La piedra clave del arco democrático es lo que en su día se llamó libertad de imprenta; ahora es la libertad de expresión, mucho más amplia y necesaria, pues en los regímenes autoritarios funciona la institución de la censura, descarada o disimulada. En los últimos años del franquismo se denominó “Gabinete de orientación bibliográfica”, del Ministerio de Información y Turismo (curiosa pareja).
En las democracias se suele dar por supuesta la libertad de expresión. Sin embargo, existen grandes variaciones de calidad, según sea el respeto a tal derecho. En principio, un sistema democrático es más o menos auténtico si se cumplen los requisitos de sucesión pacífica de los Gobiernos y elecciones regulares y libres. Las cuales exigen una pluralidad aceptable de partidos políticos. Ahora bien, esa definición se hace desde el punto de vista formal, pensando, más bien, en los que mandan. Una vez lograda tal condición, hay que añadir otra perspectiva más sutil e interesante, la que se traza en vista del respeto a los habitantes, voten o no. Es ahí donde entra el registro de la libertad de expresión.
No hace falta recurrir a la vieja y burda censura, un remedo de la Inquisición. En la actual democracia española funciona un mecanismo más complejo e inteligente para recortar la libertad de expresión.
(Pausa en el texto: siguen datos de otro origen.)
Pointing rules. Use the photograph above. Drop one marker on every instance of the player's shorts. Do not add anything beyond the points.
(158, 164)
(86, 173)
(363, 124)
Se trata del control apabullante de los medios de comunicación por parte del Gobierno. La cascada de la información se ve interferida por el abuso de la descarada propaganda. El Gobierno actúa como propietario (una propiedad, casi, como en tiempos de los quirites) de ciertos medios públicos (RTVE, agencia Efe). Lo que resulta más decisivo es la abrumadora influencia del Gobierno en muchos medios privados, a través de licencias y subvenciones. La propaganda del partido gobernante se ejerce de muchas formas: anuncios publicitarios, encuestas manipuladas, presencia privilegiada de los periodistas y comentaristas afines al Gobierno. Tal es la presión propagandística que, por este lado, nos acercamos, de hecho, a la situación opresiva de un régimen autoritario.
En la España actual, la conducta de los gobernantes permanece bastante opaca al escrutinio de la opinión pública, a diferencia de lo que ocurre en las democracias establecidas. Ciertas prácticas democráticas, como las conferencias de prensa o las elecciones primarias (sobre todo, las del partido gobernante), son una burda imitación, mal lograda, de tales instituciones en las democracias genuinas.
Es evidente que, en la transición democrática española, ha funcionado el turno pacífico de los Gobiernos, el conservador (UCD, PP) y el socialista (PSOE). Lo cual es un avance de civilidad. No obstante, se producen notorias convergencias entre los dos grandes partidos. Por ejemplo, ambos deciden subir los impuestos. Otro detalle: los socialistas se empeñan en aprobar la ley de memoria histórica, un insulto a la inteligencia. Sin embargo, cuando los conservadores acceden al Gobierno no derogan una norma tan nefasta. Hay más ejemplos en esa mezcolanza de extrañas afinidades.
Un atentado reciente contra la libertad de expresión es la violencia sistemática contra los mítines de Vox (el tercer partido por número de escaños) durante las campañas electorales. Lo curioso es que tales agresiones se realizan en nombre de la ideología antifascista, cuando los agresores son la más genuina representación del fascismo. Bueno, del comunismo; tanto da. Encima, los grupos de judíos españoles protestan porque estos sedicentes antifascistas mantienen opiniones antisemitas. No puede ser más grosera la pirueta ideológica.
Lo más grave es que, ante los asaltos a la libertad de expresión, el vecindario sumiso se conforma con el ostentoso título que se le otorga de “ciudadanía”, o, para mayor redundancia, “ciudadanos y ciudadanas”. La consecuencia es que el “pueblo” (el sujeto teórico de la democracia), adormecido, se despreocupa un tanto de que se respete o no la libertad de expresión u otras libertades. Tal dejación es la que da lugar a un tono, un reflejo autoritario en la liviana democracia española.
Naturalmente, siempre hay individualidades que se oponen al atosigante clima de la propaganda gubernamental, que todo lo subyuga. También las había, a su modo, en los regímenes autoritarios, e incluso en los totalitarios. Pero una golondrina no hace verano.